Opinion / Op-Ed Contributors

Money shouldn't be used to inflate asset bubbles

By Yu Yongding (China Daily) Updated: 2015-11-11 08:03

Money shouldn't be used to inflate asset bubbles

An investor looks at an electronic trading screen at a brokerage in Nanjing, Jiangsu province. [Asinewsphoto by Su Yang]

China's stock market has been in the news since the summer, when a rapid rise gave way to a major plunge, triggering a global equities sell-off. The question now is what can be done to prevent further volatility.

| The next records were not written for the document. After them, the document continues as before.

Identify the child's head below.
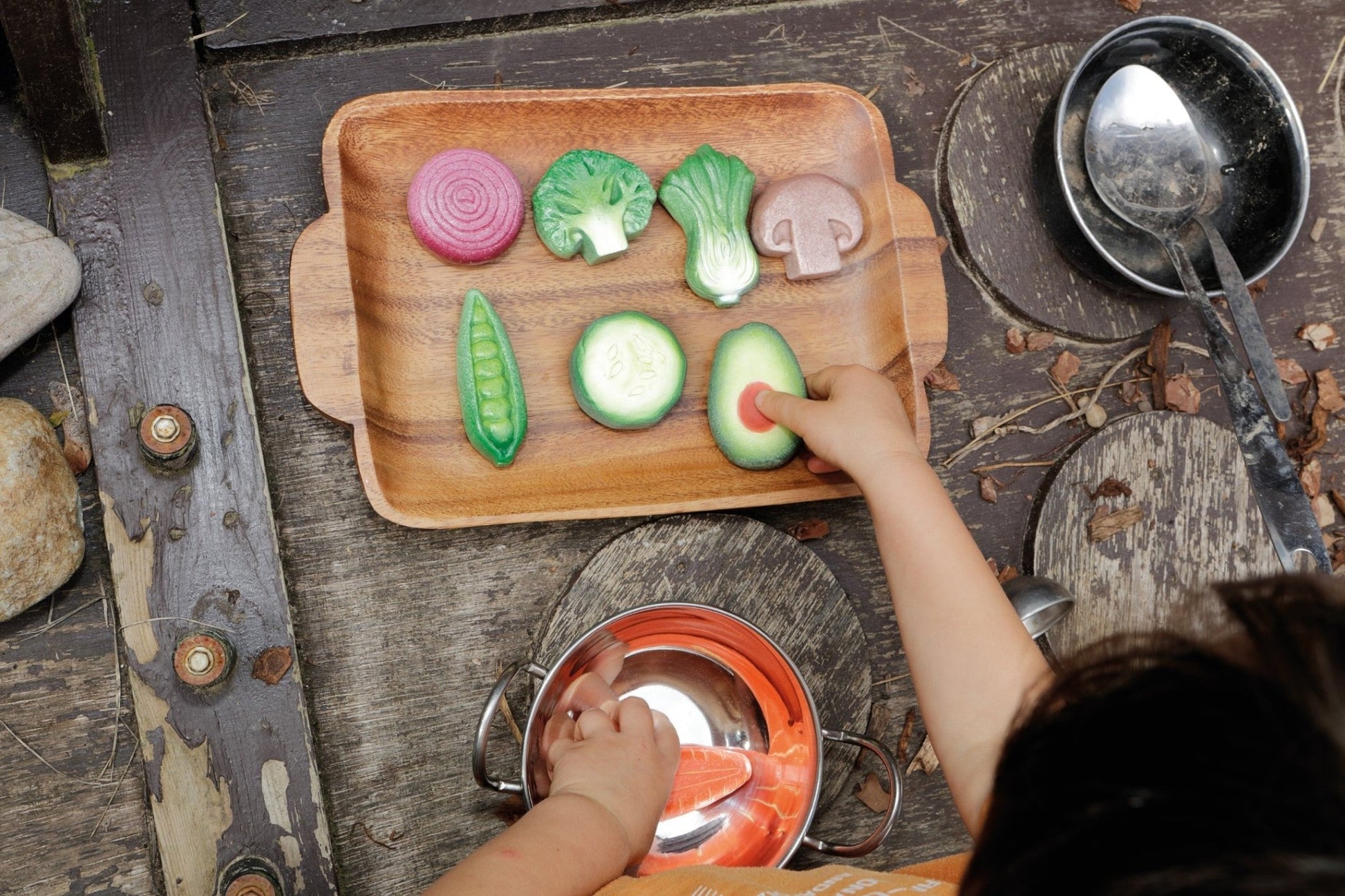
[963,576,1345,896]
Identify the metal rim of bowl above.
[519,600,825,868]
[1052,16,1311,297]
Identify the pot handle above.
[803,730,901,858]
[472,662,546,794]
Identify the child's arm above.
[758,368,1048,835]
[424,697,678,896]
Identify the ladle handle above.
[472,662,546,794]
[803,730,901,858]
[1197,216,1288,420]
[1163,238,1332,575]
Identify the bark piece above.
[1048,348,1079,386]
[1163,374,1200,414]
[925,361,961,392]
[1088,504,1145,542]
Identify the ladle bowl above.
[1054,16,1308,296]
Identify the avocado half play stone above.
[570,311,686,429]
[706,323,809,470]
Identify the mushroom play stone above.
[0,209,81,358]
[0,398,85,622]
[752,173,863,280]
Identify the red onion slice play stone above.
[406,149,523,264]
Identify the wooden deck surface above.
[0,0,1345,895]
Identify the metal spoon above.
[1084,66,1332,573]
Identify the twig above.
[187,12,247,44]
[1317,35,1345,93]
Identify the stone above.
[0,398,84,622]
[0,209,81,358]
[752,173,863,280]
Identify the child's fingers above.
[756,390,809,439]
[616,697,654,737]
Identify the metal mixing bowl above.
[1054,16,1308,296]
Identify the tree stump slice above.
[536,514,873,806]
[939,43,1181,342]
[1029,412,1281,658]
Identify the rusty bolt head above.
[172,633,233,687]
[140,405,196,470]
[225,873,276,896]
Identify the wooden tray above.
[289,84,947,528]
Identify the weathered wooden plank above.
[1031,412,1281,656]
[0,0,108,164]
[206,0,1345,893]
[41,0,335,896]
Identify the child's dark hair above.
[961,576,1345,896]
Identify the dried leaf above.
[907,734,939,775]
[1048,350,1079,386]
[1163,374,1200,414]
[1026,330,1056,351]
[1298,323,1335,351]
[1088,476,1133,500]
[1298,457,1322,498]
[1313,368,1345,413]
[981,476,999,504]
[854,772,892,812]
[971,414,999,439]
[925,361,961,392]
[785,517,831,541]
[1313,495,1335,528]
[1275,358,1308,386]
[1088,504,1145,542]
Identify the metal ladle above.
[1084,64,1332,573]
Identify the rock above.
[0,209,81,358]
[0,398,84,622]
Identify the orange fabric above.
[599,856,966,896]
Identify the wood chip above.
[1088,504,1145,542]
[1313,495,1335,528]
[1163,374,1200,414]
[1298,457,1322,498]
[907,734,939,775]
[1026,330,1056,351]
[925,361,961,392]
[1313,368,1345,414]
[1297,321,1335,351]
[785,517,831,541]
[1088,476,1134,500]
[1046,348,1079,386]
[981,476,999,504]
[854,772,892,812]
[1275,358,1308,386]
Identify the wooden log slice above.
[939,43,1181,342]
[1028,412,1281,656]
[536,514,873,806]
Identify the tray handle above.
[289,213,364,425]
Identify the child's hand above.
[756,365,923,484]
[546,697,679,865]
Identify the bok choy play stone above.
[659,144,760,308]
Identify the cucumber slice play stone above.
[706,323,809,470]
[570,311,686,429]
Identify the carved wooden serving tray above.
[289,84,947,528]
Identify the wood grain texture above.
[939,43,1183,341]
[43,0,335,896]
[290,85,947,528]
[205,0,1345,893]
[1032,410,1279,656]
[535,514,873,807]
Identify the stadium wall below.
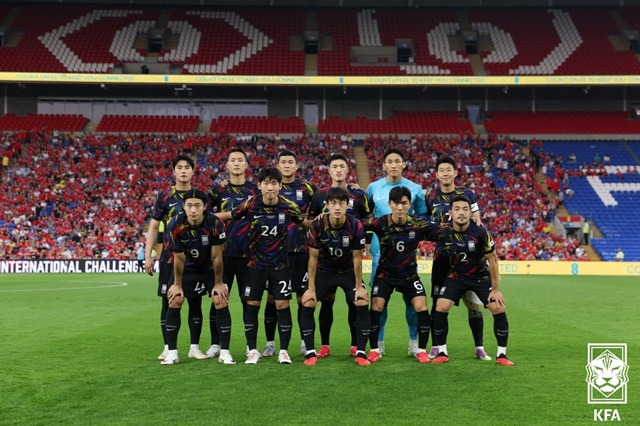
[0,259,640,276]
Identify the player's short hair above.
[436,157,457,170]
[382,148,404,161]
[257,167,282,182]
[449,195,471,208]
[278,149,298,163]
[184,188,207,206]
[389,186,411,203]
[327,186,349,203]
[171,154,196,169]
[329,154,349,166]
[227,146,249,161]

In mid-June, the prolonged surge in stock prices finally drove an unnerved China Securities Regulatory Commission to impose restrictions on offline private fund matching. The decision immediately triggered a sell-off, with the Shanghai Composite Index falling 2 percent in just one day.

Initially, this looked like a natural correction. But the prevalence of margin trading caused the decline to turn quickly into a rout. First, as plummeting stock prices caused the equity in investors' accounts to fall below the maintenance margin, brokers began issuing margin calls, forcing investors to offload more assets to come up with the needed cash. When they failed to pay margin calls on time, their shares were sold by brokers, pushing stock prices down further.

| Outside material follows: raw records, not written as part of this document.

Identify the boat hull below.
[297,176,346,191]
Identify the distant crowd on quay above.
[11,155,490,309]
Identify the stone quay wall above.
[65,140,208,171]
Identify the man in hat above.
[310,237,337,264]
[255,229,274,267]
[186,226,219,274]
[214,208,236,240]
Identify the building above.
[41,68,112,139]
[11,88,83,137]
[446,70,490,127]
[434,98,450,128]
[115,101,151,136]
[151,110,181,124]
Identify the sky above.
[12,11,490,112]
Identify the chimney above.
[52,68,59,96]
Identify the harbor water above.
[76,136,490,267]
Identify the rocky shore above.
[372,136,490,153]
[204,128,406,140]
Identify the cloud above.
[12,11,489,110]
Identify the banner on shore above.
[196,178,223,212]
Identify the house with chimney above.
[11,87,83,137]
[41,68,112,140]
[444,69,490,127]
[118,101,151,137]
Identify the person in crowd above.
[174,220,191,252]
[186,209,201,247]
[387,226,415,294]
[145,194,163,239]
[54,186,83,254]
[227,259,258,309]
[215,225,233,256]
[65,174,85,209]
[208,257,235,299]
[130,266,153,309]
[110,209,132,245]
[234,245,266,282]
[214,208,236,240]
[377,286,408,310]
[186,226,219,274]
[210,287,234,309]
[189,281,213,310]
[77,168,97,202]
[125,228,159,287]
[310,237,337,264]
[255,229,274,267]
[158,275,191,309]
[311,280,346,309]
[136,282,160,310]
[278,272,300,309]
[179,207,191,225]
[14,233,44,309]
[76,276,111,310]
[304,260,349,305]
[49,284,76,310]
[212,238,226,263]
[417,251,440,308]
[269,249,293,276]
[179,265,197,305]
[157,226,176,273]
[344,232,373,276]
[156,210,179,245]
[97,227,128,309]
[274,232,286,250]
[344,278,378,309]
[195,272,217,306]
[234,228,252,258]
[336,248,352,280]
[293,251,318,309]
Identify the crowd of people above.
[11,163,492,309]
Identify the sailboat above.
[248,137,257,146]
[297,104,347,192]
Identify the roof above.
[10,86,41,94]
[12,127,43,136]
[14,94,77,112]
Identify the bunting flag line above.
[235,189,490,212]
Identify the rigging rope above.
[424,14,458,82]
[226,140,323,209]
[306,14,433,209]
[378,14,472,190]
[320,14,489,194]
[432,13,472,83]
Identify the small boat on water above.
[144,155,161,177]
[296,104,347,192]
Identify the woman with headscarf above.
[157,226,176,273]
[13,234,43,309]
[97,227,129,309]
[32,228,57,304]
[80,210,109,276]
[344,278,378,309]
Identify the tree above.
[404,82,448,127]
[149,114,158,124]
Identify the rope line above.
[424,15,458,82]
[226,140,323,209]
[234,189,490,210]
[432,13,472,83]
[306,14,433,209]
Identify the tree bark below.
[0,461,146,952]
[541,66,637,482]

The authorities scrambled to stanch the bleeding. On June 27, the People's Bank of China lowered the reserve requirement ratio and the benchmark interest rate. But the Shanghai Composite Index kept falling, reaching 4,200 on July 1.

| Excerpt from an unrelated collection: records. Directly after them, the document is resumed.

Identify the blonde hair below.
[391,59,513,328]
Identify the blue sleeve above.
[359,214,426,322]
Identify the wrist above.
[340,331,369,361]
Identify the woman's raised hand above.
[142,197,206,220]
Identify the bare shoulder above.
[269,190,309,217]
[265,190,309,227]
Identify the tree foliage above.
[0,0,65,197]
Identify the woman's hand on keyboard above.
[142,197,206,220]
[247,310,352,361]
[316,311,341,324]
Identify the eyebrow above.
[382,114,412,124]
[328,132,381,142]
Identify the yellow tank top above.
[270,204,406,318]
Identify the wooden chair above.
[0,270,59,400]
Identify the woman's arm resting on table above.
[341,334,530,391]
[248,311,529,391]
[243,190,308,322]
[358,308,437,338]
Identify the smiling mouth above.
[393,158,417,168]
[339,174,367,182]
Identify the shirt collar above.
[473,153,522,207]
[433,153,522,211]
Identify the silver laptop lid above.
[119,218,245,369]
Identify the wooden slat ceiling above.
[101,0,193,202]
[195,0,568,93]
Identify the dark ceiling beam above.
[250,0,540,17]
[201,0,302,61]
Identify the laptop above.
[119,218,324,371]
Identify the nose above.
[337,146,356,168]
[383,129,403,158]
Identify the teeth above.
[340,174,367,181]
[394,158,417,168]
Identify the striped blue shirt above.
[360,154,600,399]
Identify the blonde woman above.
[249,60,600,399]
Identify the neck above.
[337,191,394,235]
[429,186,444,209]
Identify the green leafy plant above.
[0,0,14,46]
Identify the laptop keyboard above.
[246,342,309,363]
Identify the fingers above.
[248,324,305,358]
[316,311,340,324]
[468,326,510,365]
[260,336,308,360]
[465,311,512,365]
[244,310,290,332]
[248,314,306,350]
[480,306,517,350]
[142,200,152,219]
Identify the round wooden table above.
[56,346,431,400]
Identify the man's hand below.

At that point, the CSRC launched a succession of desperate measures: it suspended initial public offerings, allowed companies to stop trading, and limited short selling. It even organized a "national team" of 21 large securities companies to purchase shares to buttress the Shanghai Composite Index.

In doing so, China's regulatory authorities changed many well-established rules of the game virtually overnight. While massive official intervention may have halted the rout, it could have permanently damaged regulators' credibility. And it was not even merited; the banks were not overly exposed, so there were no systemic risks.